Shi Chang-Xin, Graham Frank L, Hitt Mary M
Department of Pathology and Molecular Medicine, McMaster University, Hamilton, Ontario, Canada.
J Gene Med. 2006 Apr;8(4):442-51. doi: 10.1002/jgm.867.
Helper-dependent (HD) adenovirus (Ad) vectors, deleted of all viral coding sequences, have a higher cloning capacity, improved performance of tissue-specific promoters, and reduced toxicity in animals relative to first-generation Ad vectors, making these vectors promising tools for gene transfer in vitro and in vivo. However, the large size of HDAd precursor plasmids renders them relatively difficult to manipulate due to the paucity of unique restriction enzyme sites suitable for transgene insertion and to the size constraints imposed by the viral packaging machinery.
We have constructed a series of HDAd precursor plasmids that allows cassette insertion at a unique site in the vector backbone. We have tested whether these vector backbones will support the tissue-specificity of inserted expression cassettes in a study of the activity of the potentially breast-cancer-specific mammaglobin promoter and enhancer.
We report here the generation of a series of HDAd precursor plasmids, both with and without an additional reporter expression cassette, that were designed to accommodate a wide range in size of inserted DNA. The system was validated for transcriptional targeting studies by demonstrating the tissue-specificity and activity of the mammaglobin promoter rescued using this precursor system. In addition, we have extended our previous studies on the mammaglobin promoter by demonstrating that two copies of the mammaglobin enhancer fused to the minimal promoter surpassed the activity of the single enhancer/promoter by at least 10-fold in breast cancer cells while maintaining only minimal expression in normal cells both in vitro and in a mouse tumor model.

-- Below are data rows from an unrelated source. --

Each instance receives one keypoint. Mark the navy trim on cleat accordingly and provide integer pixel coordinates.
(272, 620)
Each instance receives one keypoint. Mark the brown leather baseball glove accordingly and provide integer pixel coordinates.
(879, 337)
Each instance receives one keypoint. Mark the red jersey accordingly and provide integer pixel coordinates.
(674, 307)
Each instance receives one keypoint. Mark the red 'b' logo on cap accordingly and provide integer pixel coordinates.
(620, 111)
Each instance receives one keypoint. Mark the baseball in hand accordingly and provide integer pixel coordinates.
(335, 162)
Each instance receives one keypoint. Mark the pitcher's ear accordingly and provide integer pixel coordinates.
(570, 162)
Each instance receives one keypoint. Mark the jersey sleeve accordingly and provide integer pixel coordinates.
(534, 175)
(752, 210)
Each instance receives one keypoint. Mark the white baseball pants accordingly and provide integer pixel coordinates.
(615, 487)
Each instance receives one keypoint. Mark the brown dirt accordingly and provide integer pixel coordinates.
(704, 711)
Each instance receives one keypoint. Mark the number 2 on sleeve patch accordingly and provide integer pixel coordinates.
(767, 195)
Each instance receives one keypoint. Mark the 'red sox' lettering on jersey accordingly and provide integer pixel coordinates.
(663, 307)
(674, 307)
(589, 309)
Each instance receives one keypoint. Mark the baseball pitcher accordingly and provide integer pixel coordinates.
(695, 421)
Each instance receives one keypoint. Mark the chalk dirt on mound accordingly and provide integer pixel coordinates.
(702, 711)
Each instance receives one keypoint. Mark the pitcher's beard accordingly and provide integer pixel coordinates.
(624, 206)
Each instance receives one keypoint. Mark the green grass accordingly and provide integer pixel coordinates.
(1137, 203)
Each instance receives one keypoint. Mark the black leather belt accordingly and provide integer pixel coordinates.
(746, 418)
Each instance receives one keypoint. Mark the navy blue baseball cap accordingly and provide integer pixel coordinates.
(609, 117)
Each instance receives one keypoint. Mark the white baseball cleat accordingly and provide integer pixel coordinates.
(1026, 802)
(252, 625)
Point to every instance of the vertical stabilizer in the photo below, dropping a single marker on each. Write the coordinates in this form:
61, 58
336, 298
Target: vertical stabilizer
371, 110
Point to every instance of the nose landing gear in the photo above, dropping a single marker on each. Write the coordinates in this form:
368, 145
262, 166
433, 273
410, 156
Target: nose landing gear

This versatile plasmid system simplifies the construction of HDAd vectors and was valuable in demonstrating the targeting potential of the mammaglobin promoter for breast cancer gene therapy.
辅助依赖型(HD)腺病毒(Ad)载体删除了所有病毒编码序列,与第一代Ad载体相比,具有更高的克隆能力、组织特异性启动子性能更佳以及在动物体内毒性更低的特点,这使得这些载体成为体内外基因转移的有前景的工具。然而,HDAd前体质粒体积较大,由于适合转基因插入的独特限制性酶切位点较少以及病毒包装机制所施加的大小限制,使得它们相对难以操作。
我们构建了一系列HDAd前体质粒,允许在载体骨架的一个独特位点插入盒式结构。在一项关于潜在乳腺癌特异性乳腺珠蛋白启动子和增强子活性的研究中,我们测试了这些载体骨架是否支持插入的表达盒式结构的组织特异性。
我们在此报告了一系列HDAd前体质粒的产生,有或没有额外的报告基因表达盒式结构,其设计目的是容纳大小范围广泛的插入DNA。通过证明使用该前体系统拯救的乳腺珠蛋白启动子的组织特异性和活性,验证了该系统用于转录靶向研究。此外,我们扩展了之前对乳腺珠蛋白启动子的研究,证明与最小启动子融合的两个乳腺珠蛋白增强子拷贝在乳腺癌细胞中的活性比单个增强子/启动子至少高10倍,同时在体外和小鼠肿瘤模型中的正常细胞中仅维持最低表达。
这种通用的质粒系统简化了HDAd载体的构建,并且在证明乳腺珠蛋白启动子对乳腺癌基因治疗的靶向潜力方面具有重要价值。